Aide internationale: l'Éthiopie montrée du doigt

Publié le par ethiopianadventures

par La Presse Canadienne

mardi 17 janvier 2012, Ottawa, Canada

L'Agence canadienne de développement international (ACDI) se penchera sur l'utilisation de fonds humanitaires par l'Éthiopie, après la publication d'un rapport accusant le pays africain de pratiquer l'expulsion abusive et systématique des paysans.

Cette annonce fait suite à la publication mardi d'un rapport par l'organisation new-yorkaise Human Rights Watch (HRW) critiquant durement ce pays de la Corne de l'Afrique pour son programme de «villagisation» qui, avance HRW, aurait forcé la délocalisation de 70 000 indigènes, et vise à en déplacer 1,5 million d'autres d'ici l'an prochain.

Les expulsions forcées ont coupé les villageois de leurs sources de nourriture et de leur accès aux soins de santé de base, tout en les obligeant à subir les abus de l'armée éthiopienne, accuse le rapport.

Un chercheur d'Ottawa a rencontré l'an dernier, lors d'une enquête clandestine, plus de 100 Éthiopiens qui accusent leurs leaders de sacrifier leur propre population au profit des intérêts économiques étrangers.

Selon le chercheur Felix Horne, la situation constitue une violation de la Loi sur la responsabilité en matière d'aide au développement officielle, qui stipule que toutes les sommes dépensées doivent respecter les normes internationales en matière de droits de la personne.

L'Éthiopie est le troisième plus important récipiendaire d'aide étrangère canadienne, avec environ 170 millions $ par année.

M. Horne a révélé à La Presse Canadienne avoir eu l'an dernier des discussions informelles avec des responsables de l'ACDI concernant les conclusions de son rapport, mais dit ne pas avoir eu de réponse significative.

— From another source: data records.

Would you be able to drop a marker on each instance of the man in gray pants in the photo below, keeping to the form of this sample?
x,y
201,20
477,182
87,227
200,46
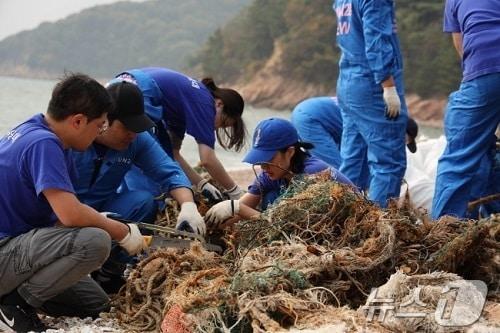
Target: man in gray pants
x,y
49,241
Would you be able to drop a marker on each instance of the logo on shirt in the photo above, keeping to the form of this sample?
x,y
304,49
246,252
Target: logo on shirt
x,y
194,83
123,160
343,25
13,136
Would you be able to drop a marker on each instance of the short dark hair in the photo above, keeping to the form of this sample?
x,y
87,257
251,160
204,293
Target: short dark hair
x,y
235,136
297,164
78,93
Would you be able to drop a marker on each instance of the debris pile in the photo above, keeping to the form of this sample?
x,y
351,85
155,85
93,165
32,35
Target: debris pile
x,y
311,258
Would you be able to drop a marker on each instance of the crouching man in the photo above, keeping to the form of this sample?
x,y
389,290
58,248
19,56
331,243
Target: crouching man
x,y
49,240
103,166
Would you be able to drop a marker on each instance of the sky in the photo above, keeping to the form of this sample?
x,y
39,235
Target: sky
x,y
19,15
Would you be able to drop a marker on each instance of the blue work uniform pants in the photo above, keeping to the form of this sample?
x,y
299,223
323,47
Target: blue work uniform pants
x,y
368,136
472,116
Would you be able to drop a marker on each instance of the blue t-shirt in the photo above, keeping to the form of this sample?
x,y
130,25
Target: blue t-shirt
x,y
187,105
479,23
324,110
144,152
270,190
32,159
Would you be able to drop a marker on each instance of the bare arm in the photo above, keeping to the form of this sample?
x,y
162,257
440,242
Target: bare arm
x,y
250,200
214,167
458,43
72,213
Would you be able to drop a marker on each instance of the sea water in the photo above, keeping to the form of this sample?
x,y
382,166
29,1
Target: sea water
x,y
22,98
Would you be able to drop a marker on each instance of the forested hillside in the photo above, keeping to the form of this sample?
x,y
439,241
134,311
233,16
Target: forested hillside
x,y
106,39
295,40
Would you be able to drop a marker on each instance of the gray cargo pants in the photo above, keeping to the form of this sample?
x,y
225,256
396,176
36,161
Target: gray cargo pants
x,y
50,267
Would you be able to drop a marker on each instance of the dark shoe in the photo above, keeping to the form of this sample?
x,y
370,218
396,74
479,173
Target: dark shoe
x,y
16,318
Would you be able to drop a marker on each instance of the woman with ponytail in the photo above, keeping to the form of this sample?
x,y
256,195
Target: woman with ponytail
x,y
276,147
178,105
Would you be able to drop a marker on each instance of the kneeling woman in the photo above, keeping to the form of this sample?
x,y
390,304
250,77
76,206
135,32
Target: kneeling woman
x,y
276,147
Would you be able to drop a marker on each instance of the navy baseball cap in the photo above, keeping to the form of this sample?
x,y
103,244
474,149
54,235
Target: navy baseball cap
x,y
270,136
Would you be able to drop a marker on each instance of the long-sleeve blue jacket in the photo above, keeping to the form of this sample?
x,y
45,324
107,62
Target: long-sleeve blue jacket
x,y
367,36
144,152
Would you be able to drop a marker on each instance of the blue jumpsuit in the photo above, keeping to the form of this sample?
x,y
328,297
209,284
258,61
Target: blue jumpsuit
x,y
366,35
318,120
178,105
100,175
473,112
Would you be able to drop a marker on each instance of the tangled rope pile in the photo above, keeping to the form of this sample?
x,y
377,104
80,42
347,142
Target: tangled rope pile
x,y
321,247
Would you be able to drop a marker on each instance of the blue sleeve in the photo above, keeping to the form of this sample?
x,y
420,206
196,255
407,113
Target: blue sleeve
x,y
261,185
339,177
378,25
45,162
155,163
450,21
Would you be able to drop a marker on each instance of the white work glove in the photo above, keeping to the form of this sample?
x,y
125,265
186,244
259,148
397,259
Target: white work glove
x,y
209,191
392,103
235,193
110,215
221,212
133,243
190,220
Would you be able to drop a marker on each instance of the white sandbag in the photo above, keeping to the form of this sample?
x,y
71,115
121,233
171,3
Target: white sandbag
x,y
420,173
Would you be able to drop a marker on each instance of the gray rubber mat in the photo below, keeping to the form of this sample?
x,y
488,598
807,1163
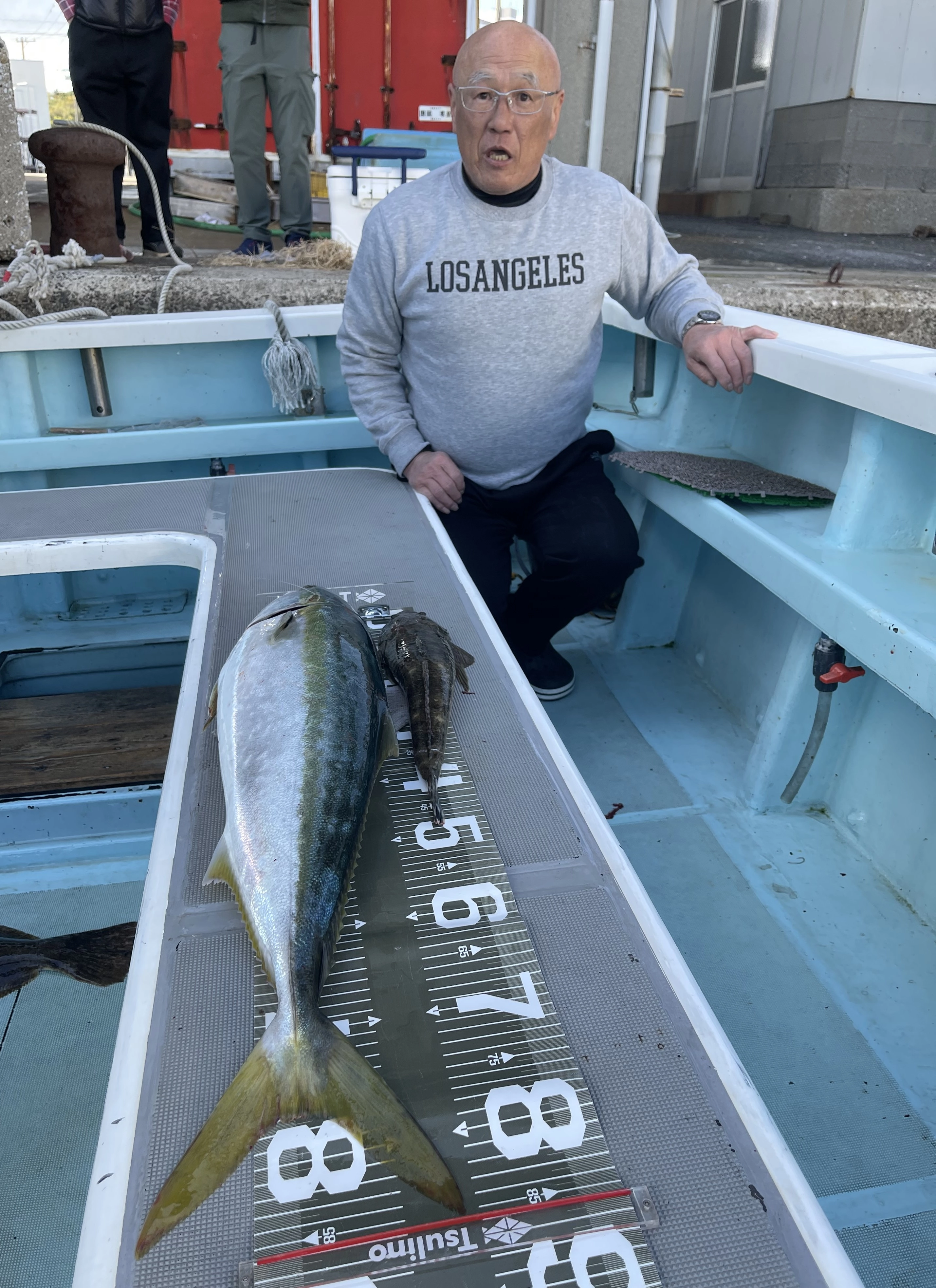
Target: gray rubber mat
x,y
666,1122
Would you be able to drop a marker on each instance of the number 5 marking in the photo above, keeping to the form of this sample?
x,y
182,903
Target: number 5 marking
x,y
470,896
451,826
530,1010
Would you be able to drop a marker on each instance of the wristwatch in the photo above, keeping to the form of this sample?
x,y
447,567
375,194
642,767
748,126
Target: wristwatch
x,y
705,317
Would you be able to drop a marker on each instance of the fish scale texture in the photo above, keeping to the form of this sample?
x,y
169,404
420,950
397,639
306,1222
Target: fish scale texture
x,y
340,529
657,1121
209,1036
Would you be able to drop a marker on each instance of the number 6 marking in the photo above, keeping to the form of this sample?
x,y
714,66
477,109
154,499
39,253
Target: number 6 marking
x,y
454,836
527,1144
593,1243
470,896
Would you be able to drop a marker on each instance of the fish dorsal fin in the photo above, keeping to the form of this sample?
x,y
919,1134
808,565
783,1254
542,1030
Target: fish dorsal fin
x,y
219,868
388,745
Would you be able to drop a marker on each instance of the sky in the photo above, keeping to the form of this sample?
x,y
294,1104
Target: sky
x,y
39,24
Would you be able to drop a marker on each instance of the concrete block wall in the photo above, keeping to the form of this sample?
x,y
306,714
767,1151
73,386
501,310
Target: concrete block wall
x,y
854,143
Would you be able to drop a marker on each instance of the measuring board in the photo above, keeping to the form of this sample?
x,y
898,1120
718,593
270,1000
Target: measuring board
x,y
437,984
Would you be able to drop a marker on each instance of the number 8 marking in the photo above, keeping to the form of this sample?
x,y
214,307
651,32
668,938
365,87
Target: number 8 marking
x,y
340,1180
527,1144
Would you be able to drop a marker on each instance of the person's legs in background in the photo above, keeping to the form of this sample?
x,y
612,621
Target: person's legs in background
x,y
244,95
147,62
584,548
293,109
97,71
483,536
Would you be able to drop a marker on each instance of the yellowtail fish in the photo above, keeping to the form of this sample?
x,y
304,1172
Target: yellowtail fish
x,y
419,655
303,730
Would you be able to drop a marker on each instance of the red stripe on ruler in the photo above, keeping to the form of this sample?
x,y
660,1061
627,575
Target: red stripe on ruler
x,y
522,1210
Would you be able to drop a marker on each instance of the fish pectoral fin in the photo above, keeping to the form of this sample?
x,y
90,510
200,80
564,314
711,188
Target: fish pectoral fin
x,y
388,740
213,706
245,1112
219,868
463,661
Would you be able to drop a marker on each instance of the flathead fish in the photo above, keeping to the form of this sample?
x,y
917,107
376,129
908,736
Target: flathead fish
x,y
93,956
303,728
419,655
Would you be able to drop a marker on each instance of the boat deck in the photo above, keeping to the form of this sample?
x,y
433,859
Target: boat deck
x,y
668,1120
818,970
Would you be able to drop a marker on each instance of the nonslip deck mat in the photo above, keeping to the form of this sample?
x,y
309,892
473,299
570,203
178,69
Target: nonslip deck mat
x,y
437,983
665,1118
726,478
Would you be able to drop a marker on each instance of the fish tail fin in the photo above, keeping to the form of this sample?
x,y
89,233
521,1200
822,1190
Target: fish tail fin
x,y
92,956
245,1112
287,1077
355,1095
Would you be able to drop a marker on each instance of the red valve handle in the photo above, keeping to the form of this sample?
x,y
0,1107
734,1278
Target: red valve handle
x,y
840,674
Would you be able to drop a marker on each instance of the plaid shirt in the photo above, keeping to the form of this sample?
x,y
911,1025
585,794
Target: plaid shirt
x,y
171,9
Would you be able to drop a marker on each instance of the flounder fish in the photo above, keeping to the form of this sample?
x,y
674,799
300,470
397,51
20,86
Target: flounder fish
x,y
419,655
303,730
93,956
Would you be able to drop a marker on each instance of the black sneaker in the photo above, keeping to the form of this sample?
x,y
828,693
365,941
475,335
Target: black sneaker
x,y
549,673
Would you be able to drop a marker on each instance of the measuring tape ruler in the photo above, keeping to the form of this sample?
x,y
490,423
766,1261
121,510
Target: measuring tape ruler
x,y
437,983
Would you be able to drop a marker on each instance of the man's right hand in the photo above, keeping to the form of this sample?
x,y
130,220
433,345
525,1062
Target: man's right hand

Avant la publication du rapport, M. Horne a indiqué n'avoir reçu que bien peu d'informations laissant croire que le Canada tiendra l'Éthiopie responsable de ses actes.

Cela a toutefois changé, mardi, après la publication du rapport, alors qu'un porte-parole de la ministre de la Coopération internationale, Bev Oda, a indiqué que le ministère ne tolérerait pas un usage «inapproprié» de l'argent des contribuables canadiens.

Selon le rapport de Human Rights Watch, l'Éthiopie déplace bon nombre de ses paysans afin d'offrir des millions d'hectares de terres fertiles à des compagnies étrangères chinoises, indiennes ou saoudiennes, pour y installer des fermes industrielles.

Le premier ministre éthiopien, Meles Zenawi, pourtant élu démocratiquement, exerce un contrôle totalitaire sur son pays. L'Éthiopie demeure toutefois sur la liste des pays menacés de l'ACDI, et fait partie des pays pauvres recevant de l'argent en vertu de l'initiative en faveur de la santé infantile et maternelle, mise sur pied par le gouvernement Harper.